The case against the kaibiles stretches back to 1994, when, the Guatemalan government opened an investigation into the matter and found the skeletons of the people of the village. Officials then issued warrant for the members of the kaibiles, but the case never went forward and arrests were never made by Guatemalan authorities.
In Spain however Nobel Peace Prize recipient Rigoberta Menchu who once lived in Guatemala filed a lawsuit against former top Guatemalan officials accusing them of terrorism, genocide and torture and included the massacre at Dos Erres.
Since then international human rights activists have continually sought to bring the group to justice since little was done internally within Guatemala. The family members of the victims took the case before the Organization of American States, which prompted an investigation by the Inter-American Court of Human Rights. Thus far, there kaibiles have been arrested.
Adding to the matter is former US support of the Guatemalan government and military in the 1980’s, during which time the US provided training, weapons, and other aid to military forces like the kaibiles.

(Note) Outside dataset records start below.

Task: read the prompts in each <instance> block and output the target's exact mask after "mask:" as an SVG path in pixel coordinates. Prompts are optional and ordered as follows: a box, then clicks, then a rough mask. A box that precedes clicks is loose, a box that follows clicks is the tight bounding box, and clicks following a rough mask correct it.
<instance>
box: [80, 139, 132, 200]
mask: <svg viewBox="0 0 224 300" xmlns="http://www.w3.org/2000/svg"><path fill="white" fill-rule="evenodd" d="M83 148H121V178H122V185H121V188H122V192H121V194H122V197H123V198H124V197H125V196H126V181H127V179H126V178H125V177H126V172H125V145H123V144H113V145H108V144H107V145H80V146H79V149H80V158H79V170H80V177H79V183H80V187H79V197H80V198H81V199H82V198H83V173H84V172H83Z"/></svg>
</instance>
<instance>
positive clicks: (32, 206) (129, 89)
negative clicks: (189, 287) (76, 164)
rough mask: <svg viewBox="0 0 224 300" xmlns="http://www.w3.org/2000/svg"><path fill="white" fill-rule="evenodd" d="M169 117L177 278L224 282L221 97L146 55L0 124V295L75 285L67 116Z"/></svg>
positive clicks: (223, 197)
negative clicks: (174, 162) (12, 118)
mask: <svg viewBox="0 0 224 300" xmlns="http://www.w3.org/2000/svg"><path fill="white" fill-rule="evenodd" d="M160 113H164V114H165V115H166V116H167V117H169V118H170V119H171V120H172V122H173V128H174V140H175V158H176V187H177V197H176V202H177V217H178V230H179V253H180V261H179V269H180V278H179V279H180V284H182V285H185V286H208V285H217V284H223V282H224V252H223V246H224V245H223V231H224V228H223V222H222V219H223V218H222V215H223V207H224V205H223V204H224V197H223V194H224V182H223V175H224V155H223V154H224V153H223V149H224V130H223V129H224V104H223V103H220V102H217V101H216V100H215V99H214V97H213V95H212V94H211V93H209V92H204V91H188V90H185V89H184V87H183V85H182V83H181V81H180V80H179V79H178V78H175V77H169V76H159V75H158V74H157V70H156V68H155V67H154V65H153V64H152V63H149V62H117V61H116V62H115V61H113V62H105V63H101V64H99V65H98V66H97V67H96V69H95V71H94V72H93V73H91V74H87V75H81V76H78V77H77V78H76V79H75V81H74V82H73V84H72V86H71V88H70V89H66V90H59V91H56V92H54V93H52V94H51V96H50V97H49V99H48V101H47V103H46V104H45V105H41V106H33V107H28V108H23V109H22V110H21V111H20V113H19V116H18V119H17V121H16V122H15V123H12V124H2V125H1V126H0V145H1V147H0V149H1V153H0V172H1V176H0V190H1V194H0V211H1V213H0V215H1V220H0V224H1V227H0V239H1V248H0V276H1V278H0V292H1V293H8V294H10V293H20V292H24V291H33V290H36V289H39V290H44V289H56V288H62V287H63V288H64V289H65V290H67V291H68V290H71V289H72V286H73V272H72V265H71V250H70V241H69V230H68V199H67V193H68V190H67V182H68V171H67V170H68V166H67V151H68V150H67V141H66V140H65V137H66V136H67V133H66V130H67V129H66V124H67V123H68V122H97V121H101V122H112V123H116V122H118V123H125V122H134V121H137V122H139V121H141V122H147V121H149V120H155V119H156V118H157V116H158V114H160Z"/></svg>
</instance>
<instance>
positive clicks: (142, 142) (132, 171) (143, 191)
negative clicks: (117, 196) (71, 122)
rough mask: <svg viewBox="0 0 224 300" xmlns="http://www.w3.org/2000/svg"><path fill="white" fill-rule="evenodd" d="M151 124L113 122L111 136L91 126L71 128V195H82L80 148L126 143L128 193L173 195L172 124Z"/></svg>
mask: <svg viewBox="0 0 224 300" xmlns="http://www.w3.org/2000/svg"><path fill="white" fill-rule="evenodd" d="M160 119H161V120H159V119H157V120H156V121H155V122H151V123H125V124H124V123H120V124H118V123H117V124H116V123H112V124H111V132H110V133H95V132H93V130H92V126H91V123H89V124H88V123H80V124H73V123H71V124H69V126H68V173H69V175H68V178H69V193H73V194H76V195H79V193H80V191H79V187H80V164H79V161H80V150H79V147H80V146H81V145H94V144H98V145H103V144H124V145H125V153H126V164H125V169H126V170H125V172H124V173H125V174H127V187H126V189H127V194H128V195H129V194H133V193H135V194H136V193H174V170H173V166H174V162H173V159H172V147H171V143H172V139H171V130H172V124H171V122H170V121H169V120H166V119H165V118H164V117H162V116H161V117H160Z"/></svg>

Activists now hope US and Canadian involvement will now propel authorities to act more quickly and make the case a greater priority, both internationally and within Guatemalan courts. Thus far the US has only charged those suspected of involvement with immigration violations, however Canadian laws allow for the prosecution of individuals for war crimes, crimes against humanity, and genocide.
“There has to be full accountability here,” Matt Eisenbrandt, legal coordinator for the Canadian Centre for International Justice said. “Just sending him to the United States on fraud charges, even if he got the maximum sentence, would not be a sufficient punishment.”